У нее похолодела покрытая потом спина, но она не выпустила бубен из руки. Продолжала бить в него, ударять, вызванивать бешеный, горячий, страстно бьющийся ритм. Так бьется сердце, Мадлен. Твое сердце.
Медведь наклонил морду к Мадлен.
Публика услышала рев. Засвистела, захлопала.
Мадлен — вслед за ревом — четкий шепот:
— Мы все здесь. Мы следим за тобой. Один неверный шаг — и твой муж…
Мадлен забила в бубен неистово.
Ее лицо оказалось вровень с медвежьей мордой.
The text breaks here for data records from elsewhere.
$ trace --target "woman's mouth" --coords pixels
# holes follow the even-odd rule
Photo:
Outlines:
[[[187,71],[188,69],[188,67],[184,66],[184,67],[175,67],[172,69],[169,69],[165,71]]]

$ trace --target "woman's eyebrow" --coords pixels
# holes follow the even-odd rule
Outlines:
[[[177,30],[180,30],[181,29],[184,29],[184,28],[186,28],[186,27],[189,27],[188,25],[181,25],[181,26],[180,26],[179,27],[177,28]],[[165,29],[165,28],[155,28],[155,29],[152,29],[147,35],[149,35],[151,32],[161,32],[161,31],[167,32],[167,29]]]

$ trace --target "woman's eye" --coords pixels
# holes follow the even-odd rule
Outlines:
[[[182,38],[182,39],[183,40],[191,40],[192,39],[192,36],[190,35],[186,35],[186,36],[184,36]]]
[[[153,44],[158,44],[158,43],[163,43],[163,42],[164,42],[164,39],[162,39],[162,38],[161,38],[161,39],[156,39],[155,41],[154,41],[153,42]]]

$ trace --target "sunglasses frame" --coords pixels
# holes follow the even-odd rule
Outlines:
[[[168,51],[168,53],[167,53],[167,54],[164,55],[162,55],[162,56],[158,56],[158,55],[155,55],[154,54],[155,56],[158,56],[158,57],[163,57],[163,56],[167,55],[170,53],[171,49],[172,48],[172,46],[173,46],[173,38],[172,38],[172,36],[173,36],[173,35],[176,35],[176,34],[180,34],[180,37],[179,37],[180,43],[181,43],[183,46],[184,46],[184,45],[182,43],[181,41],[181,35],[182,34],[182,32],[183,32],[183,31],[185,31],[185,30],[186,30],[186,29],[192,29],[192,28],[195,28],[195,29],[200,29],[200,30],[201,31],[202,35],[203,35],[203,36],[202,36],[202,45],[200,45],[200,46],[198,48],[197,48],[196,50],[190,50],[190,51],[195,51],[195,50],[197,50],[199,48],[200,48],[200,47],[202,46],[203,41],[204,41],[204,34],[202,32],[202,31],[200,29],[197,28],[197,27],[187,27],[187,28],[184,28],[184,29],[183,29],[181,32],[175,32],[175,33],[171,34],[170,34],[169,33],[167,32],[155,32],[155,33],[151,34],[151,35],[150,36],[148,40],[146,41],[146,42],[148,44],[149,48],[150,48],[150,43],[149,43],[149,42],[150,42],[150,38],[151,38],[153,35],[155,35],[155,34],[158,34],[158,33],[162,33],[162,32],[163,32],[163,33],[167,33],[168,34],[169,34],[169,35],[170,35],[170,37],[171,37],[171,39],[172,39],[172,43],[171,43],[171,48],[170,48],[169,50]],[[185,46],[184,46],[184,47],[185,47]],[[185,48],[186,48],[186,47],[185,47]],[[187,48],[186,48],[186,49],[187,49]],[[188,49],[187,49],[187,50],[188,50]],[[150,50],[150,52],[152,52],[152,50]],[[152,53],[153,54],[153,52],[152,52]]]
— Отстаньте от меня, — проговорила она тихо и властно. — Я все знаю. Вы не посмеете нас тронуть. Ни меня, ни его. До тех пор, пока я не отдам вам то, что вы хотите.
Ей надо оттянуть время.
Тяни, Мадлен, тяни. Изо всех сил. Сколько сможешь.
Они же никогда не увидят, как ты дрожишь. Как все в тебе, женщине, трепещет и бьется. Они увидят только твою бестрепетную, веселую улыбку в пол-лица, сверкающие зубы, сыплющие искры яркие глаза.
— Так отдай.
— Еще рано.
— Не наплясалась, что ли?
— Догадливый.
Мадлен ударила в бубен в последний раз и бросила его в толпу так же, как бросала шкатулку в пруд. Утки, разлетайтесь, не то я попаду вам по голове. Прячьте клювы под крыло. Гогочите. Плывите. А я полечу!
Она полетела по залу, и навстречу ей полетел он, родной.
Единственный.
Князь подхватил ее в танце, вальсируя, — о этот вальс, их вечный вальс! — и они полетели дальше по залу вдвоем, по пространству, по времени, которое преодолели любовью и верой, по воздуху, по горю и счастью, и
— Мадлен!.. Моя Мадлен!..
— Я люблю тебя… я… так люблю тебя…
Муызка замедлила яростный бег. Он держал ее бережно, давая ей отдышаться. Слизывал языком, снимал целующими губами росинки любовного пота с ее щек, висков.
— Милый, — сказала Мадлен прямо в ухо Князю. — Они все здесь.
Он понял, кто. Побледнел.
— Этого надо было ждать. Мы уйдем. Они не посмеют остановить нас.
— Они посмеют все. Ты не знаешь их. Граф и Черкасофф сейчас заодно. С ними еще один. Он страшен.
Она содронулась, вспомнив человека-яйцо.
Они танцевали медленный танец, и он касался губами ее пышных золотых волос.
— Что будем делать? Что хочешь делать ты?
Он спрашивает ее. Но ведь она женщина. В семье приказывает мужчина.
Мадлен, Мадлен… помнишь, как говорила матушка твоя: умная жена — мужу госпожа…
— Давай сделаем так, родной, — сказала она, вальсируя медленно и плавно, держа его за откинутую в сторону руку. — Беги сначала ты. Я пока останусь. Ты убежишь через балкон. Я помогу тебе. Не спорь. Я знаю, как. Я люблю тебя.
— Мадлен, я не оставлю тебя здесь одну!
— Я люблю тебя, — повторила она твердо, наперекор мягкой и вкрадчивой музыке, лившейся им в уши. — Ты смысл моей жизни. Если будешь жить ты — буду жить и я. Без тебя мне жизни не надо. Я сделаю веревочную лестницу из… — она оглядела себя, — из своего платья. Идет оно к черту. Ты спасешься. Ты спустишься вниз, уйдешь, перехитришь их. Ты будешь ждать меня на вокзале Сен-Сезар под часами.
— Ты не сможешь скрыться от них!
— Смогу. Я все сейчас смогу. Я плачу, когда говорю на языке Рус. Плачу, когда слышу речь родины. Скажи мне что-нибудь родное. Прошу тебя.